105.  La Cour note ensuite que, en l’occurrence, les juridictions internes ont prononcé plusieurs ajournements afin de permettre au premier requérant de trouver un représentant (paragraphes 6‑7 ci‑dessus). Elle constate en même temps que les demandes de l’intéressé formulées sur le terrain de l’article 50 du CPC étaient motivées par l’absence de moyens financiers pour rémunérer un avocat, et non pas par le manque de temps pour en trouver. Les ajournements prononcés n’auraient donc pas pu remédier à la situation du premier requérant, lequel purgeait une peine d’emprisonnement au moment de l’examen de l’affaire par la juridiction de première instance et, de ce fait, avait peu de chances de voir sa situation financière s’améliorer. Il en va de même quant à la procédure en instance d’appel : bien que celle-ci eût ajourné l’audience pour permettre à l’intéressé de conclure une convention d’assistance juridique avec l’avocat N. (paragraphes 15‑16 ci‑dessus), rien ne permet d’admettre qu’une telle convention aurait pu être conclue à titre gratuit.
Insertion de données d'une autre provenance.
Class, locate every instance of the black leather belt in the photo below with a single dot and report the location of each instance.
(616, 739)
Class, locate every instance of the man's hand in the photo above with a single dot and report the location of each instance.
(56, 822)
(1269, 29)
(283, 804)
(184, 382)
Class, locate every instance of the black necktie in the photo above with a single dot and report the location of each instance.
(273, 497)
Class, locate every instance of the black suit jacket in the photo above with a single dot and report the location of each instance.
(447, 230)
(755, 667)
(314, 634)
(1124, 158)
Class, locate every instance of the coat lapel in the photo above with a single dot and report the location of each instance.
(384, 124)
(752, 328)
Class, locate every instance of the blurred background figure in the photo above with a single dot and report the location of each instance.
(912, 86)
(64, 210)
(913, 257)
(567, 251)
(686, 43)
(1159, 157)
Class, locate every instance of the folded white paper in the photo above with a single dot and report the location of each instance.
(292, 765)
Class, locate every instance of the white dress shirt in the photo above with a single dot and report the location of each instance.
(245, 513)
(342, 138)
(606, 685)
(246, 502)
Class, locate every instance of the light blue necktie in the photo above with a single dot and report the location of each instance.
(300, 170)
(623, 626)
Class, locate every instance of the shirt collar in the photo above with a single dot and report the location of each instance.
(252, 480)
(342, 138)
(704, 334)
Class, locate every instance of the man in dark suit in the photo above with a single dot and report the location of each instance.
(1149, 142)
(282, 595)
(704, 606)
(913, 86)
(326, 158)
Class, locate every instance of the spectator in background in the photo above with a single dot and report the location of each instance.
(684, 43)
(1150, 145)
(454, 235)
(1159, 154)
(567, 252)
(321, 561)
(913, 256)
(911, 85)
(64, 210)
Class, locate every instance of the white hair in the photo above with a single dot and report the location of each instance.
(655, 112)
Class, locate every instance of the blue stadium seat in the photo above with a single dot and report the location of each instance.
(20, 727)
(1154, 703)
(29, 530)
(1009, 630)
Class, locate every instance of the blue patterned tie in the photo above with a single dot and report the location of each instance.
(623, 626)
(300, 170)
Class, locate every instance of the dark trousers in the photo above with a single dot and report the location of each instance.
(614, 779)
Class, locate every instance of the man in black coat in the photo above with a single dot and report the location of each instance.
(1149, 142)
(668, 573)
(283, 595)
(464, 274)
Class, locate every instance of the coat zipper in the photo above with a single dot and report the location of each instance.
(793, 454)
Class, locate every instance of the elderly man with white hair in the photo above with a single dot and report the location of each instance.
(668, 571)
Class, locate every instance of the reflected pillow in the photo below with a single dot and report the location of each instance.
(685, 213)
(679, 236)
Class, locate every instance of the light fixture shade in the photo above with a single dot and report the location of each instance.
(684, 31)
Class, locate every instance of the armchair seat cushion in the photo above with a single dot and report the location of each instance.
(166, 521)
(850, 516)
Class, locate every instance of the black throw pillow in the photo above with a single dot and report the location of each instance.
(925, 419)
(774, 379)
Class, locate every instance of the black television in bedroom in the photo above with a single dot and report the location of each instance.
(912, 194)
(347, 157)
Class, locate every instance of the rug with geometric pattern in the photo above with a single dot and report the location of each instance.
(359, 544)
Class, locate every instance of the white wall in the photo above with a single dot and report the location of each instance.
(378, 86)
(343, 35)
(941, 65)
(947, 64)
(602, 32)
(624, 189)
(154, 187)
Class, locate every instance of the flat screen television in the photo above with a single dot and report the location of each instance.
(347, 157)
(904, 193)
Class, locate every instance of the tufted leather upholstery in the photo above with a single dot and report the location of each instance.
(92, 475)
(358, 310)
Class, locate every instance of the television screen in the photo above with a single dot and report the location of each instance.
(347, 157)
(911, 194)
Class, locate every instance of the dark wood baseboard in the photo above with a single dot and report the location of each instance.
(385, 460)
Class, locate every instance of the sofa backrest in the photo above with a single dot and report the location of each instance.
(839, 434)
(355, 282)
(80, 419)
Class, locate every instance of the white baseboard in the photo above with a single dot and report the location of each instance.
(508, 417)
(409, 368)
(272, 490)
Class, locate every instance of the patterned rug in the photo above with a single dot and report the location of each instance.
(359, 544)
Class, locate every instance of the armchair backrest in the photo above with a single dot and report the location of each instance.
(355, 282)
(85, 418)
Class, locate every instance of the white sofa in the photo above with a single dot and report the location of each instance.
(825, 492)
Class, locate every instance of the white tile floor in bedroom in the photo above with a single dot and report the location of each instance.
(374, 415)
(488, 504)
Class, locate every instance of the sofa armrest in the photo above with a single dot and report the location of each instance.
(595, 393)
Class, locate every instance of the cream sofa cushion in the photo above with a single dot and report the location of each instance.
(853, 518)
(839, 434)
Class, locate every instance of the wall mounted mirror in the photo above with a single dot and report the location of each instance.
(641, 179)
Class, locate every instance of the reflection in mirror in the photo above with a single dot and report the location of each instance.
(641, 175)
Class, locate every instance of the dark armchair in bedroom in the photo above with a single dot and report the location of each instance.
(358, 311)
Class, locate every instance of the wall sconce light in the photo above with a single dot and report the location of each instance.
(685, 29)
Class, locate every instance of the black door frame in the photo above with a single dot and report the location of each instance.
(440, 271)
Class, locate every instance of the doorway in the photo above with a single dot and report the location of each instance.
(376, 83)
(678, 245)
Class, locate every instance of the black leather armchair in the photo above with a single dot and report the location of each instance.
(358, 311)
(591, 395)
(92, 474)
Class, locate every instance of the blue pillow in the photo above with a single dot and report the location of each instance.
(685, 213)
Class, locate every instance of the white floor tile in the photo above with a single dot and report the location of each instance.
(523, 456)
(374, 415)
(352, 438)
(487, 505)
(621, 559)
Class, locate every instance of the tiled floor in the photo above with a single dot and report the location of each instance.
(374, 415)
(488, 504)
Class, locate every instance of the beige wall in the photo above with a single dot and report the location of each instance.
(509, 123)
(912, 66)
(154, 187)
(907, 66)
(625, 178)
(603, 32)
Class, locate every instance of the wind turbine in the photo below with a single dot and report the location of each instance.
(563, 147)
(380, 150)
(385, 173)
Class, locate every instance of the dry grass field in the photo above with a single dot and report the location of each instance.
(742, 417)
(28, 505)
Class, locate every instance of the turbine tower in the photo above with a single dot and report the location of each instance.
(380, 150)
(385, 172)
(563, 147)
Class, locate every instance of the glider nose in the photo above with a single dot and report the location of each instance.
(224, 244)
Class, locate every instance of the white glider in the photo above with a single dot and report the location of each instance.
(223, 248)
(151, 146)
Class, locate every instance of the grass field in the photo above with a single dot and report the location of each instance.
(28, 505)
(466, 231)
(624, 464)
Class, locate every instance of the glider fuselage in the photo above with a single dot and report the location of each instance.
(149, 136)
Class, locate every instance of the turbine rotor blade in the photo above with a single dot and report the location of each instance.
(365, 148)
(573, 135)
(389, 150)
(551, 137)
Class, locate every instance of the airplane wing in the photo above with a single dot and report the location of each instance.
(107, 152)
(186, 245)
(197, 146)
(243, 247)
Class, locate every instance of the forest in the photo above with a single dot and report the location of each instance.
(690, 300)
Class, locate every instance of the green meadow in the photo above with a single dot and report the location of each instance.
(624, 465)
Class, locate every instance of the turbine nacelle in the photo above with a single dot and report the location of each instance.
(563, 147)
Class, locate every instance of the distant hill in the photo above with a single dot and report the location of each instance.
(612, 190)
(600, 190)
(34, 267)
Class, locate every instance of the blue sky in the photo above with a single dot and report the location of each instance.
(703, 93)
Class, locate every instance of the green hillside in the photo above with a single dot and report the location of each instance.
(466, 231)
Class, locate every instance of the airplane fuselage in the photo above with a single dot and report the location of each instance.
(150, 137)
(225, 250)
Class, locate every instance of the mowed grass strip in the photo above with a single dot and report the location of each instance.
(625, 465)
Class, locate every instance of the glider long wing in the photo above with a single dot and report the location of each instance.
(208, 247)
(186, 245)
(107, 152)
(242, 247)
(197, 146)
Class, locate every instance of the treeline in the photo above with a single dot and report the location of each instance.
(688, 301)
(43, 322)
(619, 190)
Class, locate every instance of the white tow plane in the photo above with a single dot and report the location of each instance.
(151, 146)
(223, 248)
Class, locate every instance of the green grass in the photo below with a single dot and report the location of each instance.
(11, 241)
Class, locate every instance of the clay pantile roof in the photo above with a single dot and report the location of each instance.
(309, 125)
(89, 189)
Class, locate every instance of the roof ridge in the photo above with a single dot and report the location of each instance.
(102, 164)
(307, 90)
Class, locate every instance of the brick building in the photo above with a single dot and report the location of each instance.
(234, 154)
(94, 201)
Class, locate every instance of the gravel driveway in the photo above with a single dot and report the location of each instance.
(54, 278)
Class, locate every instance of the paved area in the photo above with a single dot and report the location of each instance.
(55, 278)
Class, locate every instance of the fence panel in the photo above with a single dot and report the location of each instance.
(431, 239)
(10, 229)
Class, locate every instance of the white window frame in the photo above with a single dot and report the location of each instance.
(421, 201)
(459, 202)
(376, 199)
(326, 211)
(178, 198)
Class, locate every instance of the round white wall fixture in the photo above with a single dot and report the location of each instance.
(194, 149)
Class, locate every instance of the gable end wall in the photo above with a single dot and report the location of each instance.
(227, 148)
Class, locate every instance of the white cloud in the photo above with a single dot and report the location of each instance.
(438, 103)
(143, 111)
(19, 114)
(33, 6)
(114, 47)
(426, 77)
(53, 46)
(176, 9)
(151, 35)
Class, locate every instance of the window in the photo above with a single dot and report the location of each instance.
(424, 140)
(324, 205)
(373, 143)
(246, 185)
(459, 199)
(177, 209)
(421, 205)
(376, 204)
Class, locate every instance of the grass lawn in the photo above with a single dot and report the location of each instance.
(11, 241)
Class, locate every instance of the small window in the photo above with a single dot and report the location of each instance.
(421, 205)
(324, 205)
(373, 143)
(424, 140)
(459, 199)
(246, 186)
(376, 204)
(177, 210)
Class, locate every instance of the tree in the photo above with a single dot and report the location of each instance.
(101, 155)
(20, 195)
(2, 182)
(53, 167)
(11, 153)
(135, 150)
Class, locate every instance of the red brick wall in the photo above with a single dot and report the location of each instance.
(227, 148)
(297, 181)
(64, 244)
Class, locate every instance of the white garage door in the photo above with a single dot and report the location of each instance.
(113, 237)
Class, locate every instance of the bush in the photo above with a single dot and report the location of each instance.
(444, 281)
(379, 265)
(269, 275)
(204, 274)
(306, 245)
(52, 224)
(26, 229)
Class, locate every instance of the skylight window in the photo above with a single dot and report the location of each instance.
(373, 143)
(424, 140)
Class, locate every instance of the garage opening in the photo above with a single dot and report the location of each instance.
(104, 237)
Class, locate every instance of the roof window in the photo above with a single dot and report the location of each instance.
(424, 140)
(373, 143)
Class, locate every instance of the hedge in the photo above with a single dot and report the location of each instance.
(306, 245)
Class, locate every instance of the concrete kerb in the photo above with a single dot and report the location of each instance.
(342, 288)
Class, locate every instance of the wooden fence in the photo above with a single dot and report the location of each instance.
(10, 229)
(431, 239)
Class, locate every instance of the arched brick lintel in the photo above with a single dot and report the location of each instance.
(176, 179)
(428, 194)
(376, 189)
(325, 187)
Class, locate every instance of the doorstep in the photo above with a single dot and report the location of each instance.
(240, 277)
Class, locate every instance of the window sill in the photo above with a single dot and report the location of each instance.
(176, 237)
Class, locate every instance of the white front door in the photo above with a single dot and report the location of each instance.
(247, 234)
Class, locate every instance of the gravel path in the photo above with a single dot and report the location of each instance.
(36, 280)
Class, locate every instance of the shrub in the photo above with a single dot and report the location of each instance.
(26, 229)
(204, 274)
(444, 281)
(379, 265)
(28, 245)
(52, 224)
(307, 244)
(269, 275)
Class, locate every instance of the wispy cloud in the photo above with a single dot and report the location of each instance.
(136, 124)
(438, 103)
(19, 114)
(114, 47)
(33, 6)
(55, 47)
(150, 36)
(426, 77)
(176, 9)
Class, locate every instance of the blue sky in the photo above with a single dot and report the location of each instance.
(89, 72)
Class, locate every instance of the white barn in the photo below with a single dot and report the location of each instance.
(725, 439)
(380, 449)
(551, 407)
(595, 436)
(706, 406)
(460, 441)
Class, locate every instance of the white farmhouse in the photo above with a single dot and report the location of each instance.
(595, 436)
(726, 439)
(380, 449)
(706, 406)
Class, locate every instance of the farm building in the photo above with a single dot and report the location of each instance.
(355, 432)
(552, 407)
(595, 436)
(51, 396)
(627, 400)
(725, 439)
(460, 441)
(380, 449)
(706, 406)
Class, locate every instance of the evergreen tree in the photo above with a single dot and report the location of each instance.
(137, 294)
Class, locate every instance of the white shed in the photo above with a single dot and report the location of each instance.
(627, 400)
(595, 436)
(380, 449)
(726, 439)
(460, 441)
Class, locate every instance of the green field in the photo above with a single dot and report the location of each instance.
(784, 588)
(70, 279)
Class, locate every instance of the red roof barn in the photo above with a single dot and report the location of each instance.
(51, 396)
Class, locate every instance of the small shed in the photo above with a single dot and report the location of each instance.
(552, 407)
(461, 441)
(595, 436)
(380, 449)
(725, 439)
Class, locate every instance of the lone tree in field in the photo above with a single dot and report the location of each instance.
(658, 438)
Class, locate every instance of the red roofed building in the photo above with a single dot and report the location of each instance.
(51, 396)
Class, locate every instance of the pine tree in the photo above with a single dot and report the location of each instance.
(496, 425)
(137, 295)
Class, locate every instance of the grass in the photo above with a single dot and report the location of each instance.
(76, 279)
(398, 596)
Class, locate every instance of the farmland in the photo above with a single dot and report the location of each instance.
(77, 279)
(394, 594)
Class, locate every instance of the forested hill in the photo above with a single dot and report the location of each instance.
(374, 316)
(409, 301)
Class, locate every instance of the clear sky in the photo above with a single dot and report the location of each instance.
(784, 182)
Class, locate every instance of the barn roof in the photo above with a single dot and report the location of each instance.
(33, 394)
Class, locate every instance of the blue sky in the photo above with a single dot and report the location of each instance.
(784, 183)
107.  Eu égard à ce qui précède, notamment à la gravité de l’enjeu pour le premier requérant dans la procédure relative à son placement sous surveillance administrative pour une durée de huit ans ainsi qu’aux difficultés rencontrées par l’intéressé pour préparer sa défense, dont celui‑ci a fait part aux tribunaux, la Cour estime que, dans les circonstances particulières de l’espèce, l’impossibilité pour ledit requérant de bénéficier d’une aide judiciaire gratuite en vue d’obtenir l’assistance d’un avocat a dû placer l’intéressé dans une situation de net désavantage par rapport à son adversaire. En conséquence, la Cour conclut qu’il y a eu en l’espèce violation de l’article 6 § 1 de la Convention.